Sloan’s Film Program encourages filmmakers to create more realistic and compelling stories about science and technology and to challenge existing stereotypes about scientists and engineers in the popular imagination. Over the past two decades, Sloan has partnered with top film schools in the country – including AFI, Carnegie Mellon, Columbia, NYU, UCLA, and USC – and established annual awards in screenwriting and film production, along with an annual best-of-the-best Student Grand Jury Prize. The Foundation also supports screenplay development programs with the Sundance Institute, SFFILM, the Black List, the Athena Film Festival, and Film Independent. The Foundation has supported over 750 film projects and has helped develop over 30 feature films, including Michael Almereyda’s Tesla, Lydia Dean Pilcher and Ginny Mohler’s Radium Girls, Thor Klein’s Adventures of a Mathematician, Jessica Oreck’s  One Man Dies a Million Times, Michael Tyburski’s The Sound of Silence, Shawn Snyder’s To Dust, Logan Kibens and Sharon Greene’s  Operator, Morten Tyldum’s The Imitation Game, and Matthew Brown’s  The Man Who Knew Infinity. The Foundation has supported feature documentaries such as Werner Herzog’s Theater of Thought, David France’s How to Survive a Pandemic, Sharon Shattuck and Ian Cheney’s Picture a Scientist, Shalini Kantayya’s Coded Bias, Noah Hutton’s In Silico, Ric Burns’ Oliver Sacks: His Own Life, Mark Levison’s The Bit Player, Alexandra Dean’s Bombshell: The Hedy Lamarr Story, Mark Levinson’s Particle Fever, and Jacques Perrin’s Oceans. It has also given early award recognition to stand-out films such as Don’t Look Up, Linoleum, Ammonite, The Aeronauts, The Martian, First Man, and Hidden Figures.

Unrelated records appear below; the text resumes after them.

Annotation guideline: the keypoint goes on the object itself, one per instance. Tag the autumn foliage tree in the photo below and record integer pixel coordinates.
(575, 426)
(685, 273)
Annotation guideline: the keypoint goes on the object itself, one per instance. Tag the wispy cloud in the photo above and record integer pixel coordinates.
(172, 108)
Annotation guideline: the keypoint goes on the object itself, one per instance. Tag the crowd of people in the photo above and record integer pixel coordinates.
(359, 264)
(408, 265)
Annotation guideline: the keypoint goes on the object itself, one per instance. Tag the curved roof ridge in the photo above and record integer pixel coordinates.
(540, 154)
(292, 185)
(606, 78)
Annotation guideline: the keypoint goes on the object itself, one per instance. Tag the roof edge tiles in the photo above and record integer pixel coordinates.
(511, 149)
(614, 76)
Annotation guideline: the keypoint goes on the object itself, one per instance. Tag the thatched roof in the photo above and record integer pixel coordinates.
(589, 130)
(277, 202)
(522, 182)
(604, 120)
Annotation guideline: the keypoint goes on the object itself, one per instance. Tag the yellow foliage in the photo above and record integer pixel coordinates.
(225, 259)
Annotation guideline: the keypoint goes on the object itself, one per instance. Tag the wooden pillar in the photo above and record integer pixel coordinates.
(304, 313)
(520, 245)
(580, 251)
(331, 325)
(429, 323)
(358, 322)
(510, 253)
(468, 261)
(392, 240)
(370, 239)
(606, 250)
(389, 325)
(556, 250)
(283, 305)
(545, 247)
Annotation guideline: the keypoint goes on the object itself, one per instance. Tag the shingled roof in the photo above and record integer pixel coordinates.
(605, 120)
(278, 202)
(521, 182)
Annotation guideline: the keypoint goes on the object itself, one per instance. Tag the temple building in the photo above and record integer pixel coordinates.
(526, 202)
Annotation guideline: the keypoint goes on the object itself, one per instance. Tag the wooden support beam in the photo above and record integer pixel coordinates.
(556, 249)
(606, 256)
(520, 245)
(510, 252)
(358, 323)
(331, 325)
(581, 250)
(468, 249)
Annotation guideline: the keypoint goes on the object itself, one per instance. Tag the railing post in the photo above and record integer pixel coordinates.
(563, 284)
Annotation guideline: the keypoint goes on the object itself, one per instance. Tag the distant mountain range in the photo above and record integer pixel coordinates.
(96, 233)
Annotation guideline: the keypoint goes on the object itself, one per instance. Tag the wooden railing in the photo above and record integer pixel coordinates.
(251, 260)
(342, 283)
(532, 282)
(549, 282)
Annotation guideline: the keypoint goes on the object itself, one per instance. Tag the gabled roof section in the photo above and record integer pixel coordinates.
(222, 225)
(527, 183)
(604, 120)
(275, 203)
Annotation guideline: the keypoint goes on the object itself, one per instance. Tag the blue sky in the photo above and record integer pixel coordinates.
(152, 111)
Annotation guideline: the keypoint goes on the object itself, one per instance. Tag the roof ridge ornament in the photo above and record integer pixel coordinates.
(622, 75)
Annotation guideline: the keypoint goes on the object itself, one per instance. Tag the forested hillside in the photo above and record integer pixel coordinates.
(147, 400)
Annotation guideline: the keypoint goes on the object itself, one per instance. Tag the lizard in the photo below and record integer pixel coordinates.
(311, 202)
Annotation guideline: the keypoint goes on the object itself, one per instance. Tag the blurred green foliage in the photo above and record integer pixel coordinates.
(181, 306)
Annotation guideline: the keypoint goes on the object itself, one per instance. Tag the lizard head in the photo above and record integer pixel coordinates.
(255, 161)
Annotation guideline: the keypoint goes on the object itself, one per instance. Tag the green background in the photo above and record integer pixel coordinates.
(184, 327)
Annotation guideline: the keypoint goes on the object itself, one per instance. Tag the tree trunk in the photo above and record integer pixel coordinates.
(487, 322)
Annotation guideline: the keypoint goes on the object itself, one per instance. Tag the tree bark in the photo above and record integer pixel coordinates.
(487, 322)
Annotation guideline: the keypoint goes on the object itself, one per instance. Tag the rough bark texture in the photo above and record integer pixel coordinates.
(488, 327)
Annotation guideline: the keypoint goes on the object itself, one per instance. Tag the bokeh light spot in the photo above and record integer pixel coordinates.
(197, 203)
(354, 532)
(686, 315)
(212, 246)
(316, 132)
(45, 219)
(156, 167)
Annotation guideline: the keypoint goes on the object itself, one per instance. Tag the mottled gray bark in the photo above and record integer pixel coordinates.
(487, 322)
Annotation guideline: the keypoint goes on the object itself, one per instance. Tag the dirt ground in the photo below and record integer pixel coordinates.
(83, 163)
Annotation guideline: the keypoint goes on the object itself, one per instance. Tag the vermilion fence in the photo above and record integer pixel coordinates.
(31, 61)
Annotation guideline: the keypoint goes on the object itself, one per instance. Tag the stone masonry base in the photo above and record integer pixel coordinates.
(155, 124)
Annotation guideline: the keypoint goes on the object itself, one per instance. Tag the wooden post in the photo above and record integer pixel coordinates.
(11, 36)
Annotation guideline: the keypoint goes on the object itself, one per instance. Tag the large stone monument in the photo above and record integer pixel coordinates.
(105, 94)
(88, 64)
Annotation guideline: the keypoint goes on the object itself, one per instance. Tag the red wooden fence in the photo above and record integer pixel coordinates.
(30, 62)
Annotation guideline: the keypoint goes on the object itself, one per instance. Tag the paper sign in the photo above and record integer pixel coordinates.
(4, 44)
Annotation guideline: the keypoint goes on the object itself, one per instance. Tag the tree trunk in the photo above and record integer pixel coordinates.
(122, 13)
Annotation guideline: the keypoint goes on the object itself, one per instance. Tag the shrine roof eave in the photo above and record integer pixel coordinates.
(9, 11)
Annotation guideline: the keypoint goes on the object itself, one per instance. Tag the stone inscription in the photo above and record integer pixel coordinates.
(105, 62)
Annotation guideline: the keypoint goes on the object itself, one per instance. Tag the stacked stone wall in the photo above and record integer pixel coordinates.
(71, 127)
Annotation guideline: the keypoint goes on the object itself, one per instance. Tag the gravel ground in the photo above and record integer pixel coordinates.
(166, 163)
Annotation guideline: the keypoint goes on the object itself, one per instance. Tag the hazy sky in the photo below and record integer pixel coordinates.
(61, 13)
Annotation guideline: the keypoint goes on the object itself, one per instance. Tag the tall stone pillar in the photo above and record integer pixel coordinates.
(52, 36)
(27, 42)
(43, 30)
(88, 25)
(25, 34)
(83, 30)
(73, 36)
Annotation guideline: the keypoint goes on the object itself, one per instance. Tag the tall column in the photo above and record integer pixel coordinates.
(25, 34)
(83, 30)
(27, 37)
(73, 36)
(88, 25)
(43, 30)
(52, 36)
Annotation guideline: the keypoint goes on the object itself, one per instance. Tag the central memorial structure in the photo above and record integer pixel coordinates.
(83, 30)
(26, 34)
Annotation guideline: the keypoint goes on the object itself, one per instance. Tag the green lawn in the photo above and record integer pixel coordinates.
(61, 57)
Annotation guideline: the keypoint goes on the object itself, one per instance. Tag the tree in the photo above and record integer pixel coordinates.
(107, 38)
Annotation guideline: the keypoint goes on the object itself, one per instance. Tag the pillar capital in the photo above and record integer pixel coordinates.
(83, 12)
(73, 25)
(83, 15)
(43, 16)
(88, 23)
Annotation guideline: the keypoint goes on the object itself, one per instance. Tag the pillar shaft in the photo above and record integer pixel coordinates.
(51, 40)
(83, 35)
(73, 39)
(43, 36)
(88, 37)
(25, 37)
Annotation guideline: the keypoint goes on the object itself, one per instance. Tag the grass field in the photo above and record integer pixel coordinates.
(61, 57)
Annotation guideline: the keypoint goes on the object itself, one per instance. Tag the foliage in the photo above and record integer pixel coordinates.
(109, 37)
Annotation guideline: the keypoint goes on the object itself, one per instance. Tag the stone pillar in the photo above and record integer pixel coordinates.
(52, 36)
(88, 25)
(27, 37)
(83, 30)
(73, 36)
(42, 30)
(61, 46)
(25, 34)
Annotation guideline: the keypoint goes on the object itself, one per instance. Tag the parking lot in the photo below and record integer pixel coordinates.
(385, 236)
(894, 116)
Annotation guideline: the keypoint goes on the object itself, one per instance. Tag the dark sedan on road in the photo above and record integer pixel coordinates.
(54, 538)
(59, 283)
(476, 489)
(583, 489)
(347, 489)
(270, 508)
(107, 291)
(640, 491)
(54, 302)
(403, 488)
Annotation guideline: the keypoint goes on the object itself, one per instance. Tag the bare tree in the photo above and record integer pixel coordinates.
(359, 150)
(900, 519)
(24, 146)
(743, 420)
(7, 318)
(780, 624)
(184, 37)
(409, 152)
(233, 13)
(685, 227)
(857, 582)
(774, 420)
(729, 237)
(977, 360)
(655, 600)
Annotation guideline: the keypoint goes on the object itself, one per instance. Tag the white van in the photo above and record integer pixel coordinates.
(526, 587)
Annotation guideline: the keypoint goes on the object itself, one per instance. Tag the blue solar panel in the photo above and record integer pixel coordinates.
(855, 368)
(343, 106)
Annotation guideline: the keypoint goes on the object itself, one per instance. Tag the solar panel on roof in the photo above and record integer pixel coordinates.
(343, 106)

The Foundation has an active theater program and commissions about 20 science plays each year from the Ensemble Studio Theatre, Manhattan Theatre Club, and the National Theatre in London, while supporting select productions across the country and abroad. Recent grants from Sloan’s Theater Program have supported Mark Rylance’s Dr.Semmelweis, Anchuli Felicia King’s Golden Shield, Sam Chanse’s what you are now, Charly Evon Simpson’s Behind the Sheet, Lucy Kirkwood’s Mosquitoes, Chiara Atik’s Bump, Nick Payne’s Constellations, Lucas Hnath’s Isaac’s Eye, Anna Ziegler’s Photograph 51, David Auburn’s Proof, Leigh Fondakowski’s Spill, and Bess Wohl’s Continuity. The Foundation’s book program includes early support for Hidden Figures: The American Dream and the Untold Story of the Black Women Mathematicians Who Helped Win the Space Race, the best-selling book that became the highest grossing Oscar-nominated film of 2017, and Kai Bird and Martin Sherwin’s Pulitzer Prize-winning American Prometheus, adapted for the screen and directed by Christopher Nolan, currently scheduled for release in July 2023.